7 Menos burocracia e progressiva digitalização.

É imprescindível que se proceda, cada vez mais, ao recurso às tecnologias digitais na tramitação dos processos de decisão pública. Que se implemente um verdadeiro “e-Governo”.

Como se alertou em relatório divulgado em fevereiro do ano passado pela “Business at OCED” – um grupo que representa o setor privado junto da Organização para a Cooperação e Desenvolvimento Económico (OCDE) –, «o primeiro passo para a adoção de soluções de administração pública eletrónica é transformar os sistemas analógicos e baseados em papel em sistemas digitais, abertos e simples. (…) Isto permite que os governos aumentem a transparência e a responsabilidade, reduzam a burocracia e diminuam as interações diretas entre empresas e governo (B2G) entre indivíduos e funcionários públicos, o que, por sua vez, reduz as oportunidades de suborno tanto do lado da “procura” como da “oferta”».

Ainda que o ser humano continue a ter um papel determinante (e insubstituível) na tomada final de decisões, não pode ser minimizado o potencial que lhe pode trazer um algoritmo que, num curtíssimo espaço de tempo, e analisando enormes quantidades de dados e um histórico dos últimos vinte anos (para não dizer mais), lhe transmita recomendações, previsões e relatórios, para a formulação de juízos mais rigorosos e objetivos.

E tal solução poderia revelar-se fundamental não só para avaliar propostas em concursos públicos, mas também para auxílio das próprias atividades de fiscalização e inspeção, permitindo que se identificasse comportamentos desviantes e, com isso, mitigar progressivamente os riscos a ocorrer.

Estas várias medidas que proponho neste meu artigo são só algumas das que se afigurariam necessárias, à luz de todas as preocupações sentidas na comunidade. Há muitas outras, importantes também. Relevante, contudo, é que se encete a discussão do tema, em vez de se prosseguir na defesa do status quo, ou a apontar o dedo sempre que algo não corre bem. Ou a fazer remendos na lei em resposta a casos pontuais.
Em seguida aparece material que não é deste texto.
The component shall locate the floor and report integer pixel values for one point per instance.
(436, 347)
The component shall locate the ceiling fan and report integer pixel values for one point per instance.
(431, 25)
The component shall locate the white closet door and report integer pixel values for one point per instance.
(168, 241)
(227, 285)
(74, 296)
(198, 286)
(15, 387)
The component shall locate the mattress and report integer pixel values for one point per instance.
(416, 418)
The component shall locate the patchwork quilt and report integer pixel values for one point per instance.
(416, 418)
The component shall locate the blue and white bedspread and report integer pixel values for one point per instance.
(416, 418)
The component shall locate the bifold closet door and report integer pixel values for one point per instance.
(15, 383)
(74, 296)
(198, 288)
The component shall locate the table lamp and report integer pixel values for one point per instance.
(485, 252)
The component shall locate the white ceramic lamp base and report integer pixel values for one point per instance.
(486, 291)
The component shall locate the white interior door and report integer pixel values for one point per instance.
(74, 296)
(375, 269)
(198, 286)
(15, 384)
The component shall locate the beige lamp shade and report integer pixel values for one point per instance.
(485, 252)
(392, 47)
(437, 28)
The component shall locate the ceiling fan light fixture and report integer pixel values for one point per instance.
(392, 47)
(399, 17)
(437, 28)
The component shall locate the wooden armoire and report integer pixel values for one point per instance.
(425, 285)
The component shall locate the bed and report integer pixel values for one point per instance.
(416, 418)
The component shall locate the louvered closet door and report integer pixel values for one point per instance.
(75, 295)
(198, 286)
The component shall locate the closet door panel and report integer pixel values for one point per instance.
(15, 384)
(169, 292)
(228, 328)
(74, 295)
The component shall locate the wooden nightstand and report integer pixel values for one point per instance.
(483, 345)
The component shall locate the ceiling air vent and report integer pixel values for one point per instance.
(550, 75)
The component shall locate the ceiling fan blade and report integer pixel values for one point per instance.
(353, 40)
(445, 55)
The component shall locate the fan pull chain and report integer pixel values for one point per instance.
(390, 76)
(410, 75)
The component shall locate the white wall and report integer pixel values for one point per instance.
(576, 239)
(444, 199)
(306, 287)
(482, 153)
James Madison, quarto presidente dos Estados Unidos, afirmava que “se os homens fossem anjos, nenhum governo seria necessário”. Isso é verdade, os políticos são humanos e não seres seráficos, absolutamente perfeitos e insensíveis. É impossível erradicar a falha humana. No entanto, continuava de seguida o mesmo estadista que, “se os anjos governassem os homens, nem controles externos nem internos sobre o governo seriam necessários”. Lá está o reverso da medalha.